Na verdade, é muito fácil de ver aqui a “profecia” criando o evento do que o evento real recorrendo ao seu paralelo na profecia.
Jesus e os dragões
De acordo com o evangelho de Pseudo-Mateus, o Jesus menino “enfrenta” dragões, de modo em que prova sua ascendência divina a manifestar seu poder e autoridade, e remete relato a um suposto cumprimento de uma profecia:
“Quando eles chegaram a uma determinada caverna e quiseram descansar nela, Maria desceu da mula de carga e, sentando-se, segurou Jesus no colo. Havia três rapazes viajando com José e uma menina com Maria. E eis que, de repente, muitos dragões saíram da caverna. Quando os rapazes viram-nos na frente deles, eles gritaram com grande medo. Então Jesus desceu do colo de sua mãe, e ficou de pé diante dos dragões. Eles, porém, o adoraram, e, enquanto adoravam, recuaram. Então aquilo que foi dito através do profeta Davi se cumpriu: ‘Vos dragões da terra, louvai o Senhor, vós dragões e todas as criaturas do abismo’” (ibid., loc. cit.).

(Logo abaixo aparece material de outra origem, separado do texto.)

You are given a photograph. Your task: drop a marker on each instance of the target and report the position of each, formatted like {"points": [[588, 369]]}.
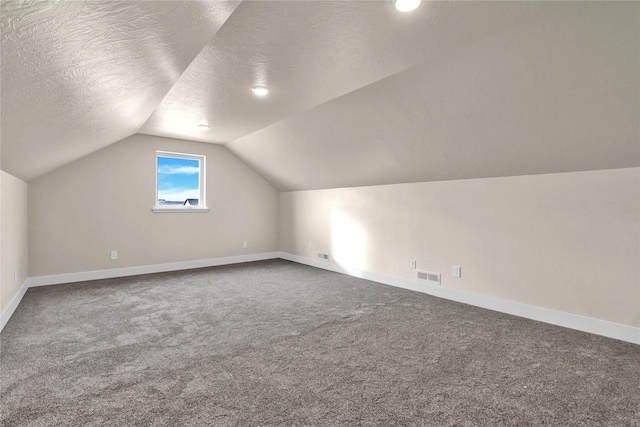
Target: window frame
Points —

Note que a passagem dos Salmos citada pelo autor desse evangelho apócrifo em nada indica que o menino-messias iria submeter dragões diante do medo de sua família. No entanto, existem elementos-chave na citação que serviram para dar conteúdo ao relato: a palavra “terra” se transforma em “caverna”; o temor que o simples ato de imaginar essas criaturas fictícias causa, é materializado no medo dos rapazes na narrativa; ou louvor que os dragões prestam ao Senhor nos Salmos é narrado literalmente como reconhecimento e a adoração prestada pelos dragões à Jesus.
Jesus e os lobos
O evangelho de Pseudo-Mateus também narra o fictício episodio dos lobos e leões que escoltavam a carroça em que o menino Jesus viajava.

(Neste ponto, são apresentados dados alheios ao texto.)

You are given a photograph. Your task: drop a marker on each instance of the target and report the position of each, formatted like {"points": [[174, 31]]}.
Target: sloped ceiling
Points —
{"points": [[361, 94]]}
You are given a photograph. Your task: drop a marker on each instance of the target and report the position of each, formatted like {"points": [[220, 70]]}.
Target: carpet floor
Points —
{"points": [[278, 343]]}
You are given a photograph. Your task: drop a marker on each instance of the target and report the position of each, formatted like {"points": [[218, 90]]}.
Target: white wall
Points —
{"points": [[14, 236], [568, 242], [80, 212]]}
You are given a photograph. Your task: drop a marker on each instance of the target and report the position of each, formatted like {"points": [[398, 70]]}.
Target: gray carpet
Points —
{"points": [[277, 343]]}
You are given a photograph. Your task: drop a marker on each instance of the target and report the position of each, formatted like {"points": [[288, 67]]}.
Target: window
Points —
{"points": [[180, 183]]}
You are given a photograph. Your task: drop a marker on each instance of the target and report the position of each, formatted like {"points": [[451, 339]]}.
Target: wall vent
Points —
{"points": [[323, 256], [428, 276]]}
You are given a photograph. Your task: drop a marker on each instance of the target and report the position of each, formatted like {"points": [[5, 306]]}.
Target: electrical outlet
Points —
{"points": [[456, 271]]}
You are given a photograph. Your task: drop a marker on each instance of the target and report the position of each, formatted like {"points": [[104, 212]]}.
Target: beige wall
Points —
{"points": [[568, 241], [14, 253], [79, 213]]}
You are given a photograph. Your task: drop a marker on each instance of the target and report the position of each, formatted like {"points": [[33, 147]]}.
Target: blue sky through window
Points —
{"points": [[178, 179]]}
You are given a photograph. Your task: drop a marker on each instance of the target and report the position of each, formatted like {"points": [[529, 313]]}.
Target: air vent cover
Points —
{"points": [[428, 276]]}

“Eles [José, Maria, Jesus e os demais] viajavam entre os lobos e não estavam amedrontados; não houve dano de um para o outro. Então aquilo que foi dito pelo profeta se cumpriu: ‘Lobos serão apascentados com os cordeiros, o leão e o boi comerão juntos’. Havia dois bois e a carroça, na qual eles carregavam suas necessidades, que os leões guiavam em sua jornada” (ibid., p. 506).

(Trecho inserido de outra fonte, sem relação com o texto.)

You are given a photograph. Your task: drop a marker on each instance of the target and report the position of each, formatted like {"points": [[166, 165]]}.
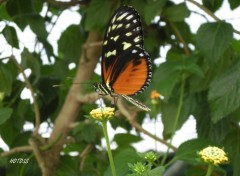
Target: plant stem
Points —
{"points": [[209, 171], [104, 125], [177, 118]]}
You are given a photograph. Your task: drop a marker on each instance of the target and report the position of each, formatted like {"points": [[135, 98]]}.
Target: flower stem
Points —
{"points": [[209, 171], [104, 125], [179, 109]]}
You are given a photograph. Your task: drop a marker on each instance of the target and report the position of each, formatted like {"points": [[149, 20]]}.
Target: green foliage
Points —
{"points": [[213, 39], [5, 113], [205, 65], [176, 13]]}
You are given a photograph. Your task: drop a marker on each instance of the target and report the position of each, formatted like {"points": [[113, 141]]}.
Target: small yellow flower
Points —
{"points": [[154, 95], [102, 114], [213, 155]]}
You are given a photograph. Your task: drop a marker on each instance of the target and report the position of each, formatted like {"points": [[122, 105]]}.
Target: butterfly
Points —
{"points": [[126, 66]]}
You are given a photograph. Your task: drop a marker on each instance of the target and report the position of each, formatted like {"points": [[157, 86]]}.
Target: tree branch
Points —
{"points": [[132, 120], [26, 148], [71, 106], [29, 86]]}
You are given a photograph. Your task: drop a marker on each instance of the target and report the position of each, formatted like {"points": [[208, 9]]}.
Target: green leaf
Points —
{"points": [[121, 160], [5, 114], [169, 111], [19, 10], [187, 151], [70, 43], [234, 4], [69, 165], [98, 14], [3, 13], [8, 133], [213, 39], [152, 9], [176, 13], [168, 74], [157, 171], [212, 5], [224, 93], [232, 148], [37, 24], [10, 35], [123, 139], [165, 78], [5, 79], [32, 61], [236, 46]]}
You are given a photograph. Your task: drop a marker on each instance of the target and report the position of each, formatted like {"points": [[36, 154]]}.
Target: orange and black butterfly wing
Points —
{"points": [[126, 67], [124, 31], [131, 72]]}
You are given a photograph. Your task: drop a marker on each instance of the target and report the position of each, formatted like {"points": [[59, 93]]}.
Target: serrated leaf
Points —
{"points": [[169, 112], [187, 151], [234, 4], [8, 133], [165, 78], [168, 74], [3, 12], [152, 9], [10, 35], [31, 60], [213, 39], [224, 93], [157, 171], [97, 20], [213, 5], [70, 43], [5, 114], [232, 148], [176, 13], [123, 139], [5, 79], [19, 10], [121, 161], [37, 25]]}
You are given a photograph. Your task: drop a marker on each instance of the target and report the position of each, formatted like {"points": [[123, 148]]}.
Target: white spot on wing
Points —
{"points": [[134, 51], [126, 45], [120, 25], [114, 26], [115, 38], [127, 26], [122, 16], [128, 34], [109, 53], [136, 39], [129, 17]]}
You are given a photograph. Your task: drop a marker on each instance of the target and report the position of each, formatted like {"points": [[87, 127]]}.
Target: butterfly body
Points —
{"points": [[126, 66]]}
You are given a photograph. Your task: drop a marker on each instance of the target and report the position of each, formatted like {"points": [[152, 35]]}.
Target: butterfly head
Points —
{"points": [[96, 85]]}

Note que na frase “lobos serão apascentados com os cordeiros, o leão e o boi comerão juntos” não há nenhuma indicação de que a mesma se cumpra ou deveria se cumprir no contexto da vida particular de nenhuma pessoa especifica, nem na do messias, e nem na vida de Jesus. Se, no entanto, fossemos argumentar isso para um historicizador como o autor do evangelho de Pseudo-Mateus, seriamos rechaçados.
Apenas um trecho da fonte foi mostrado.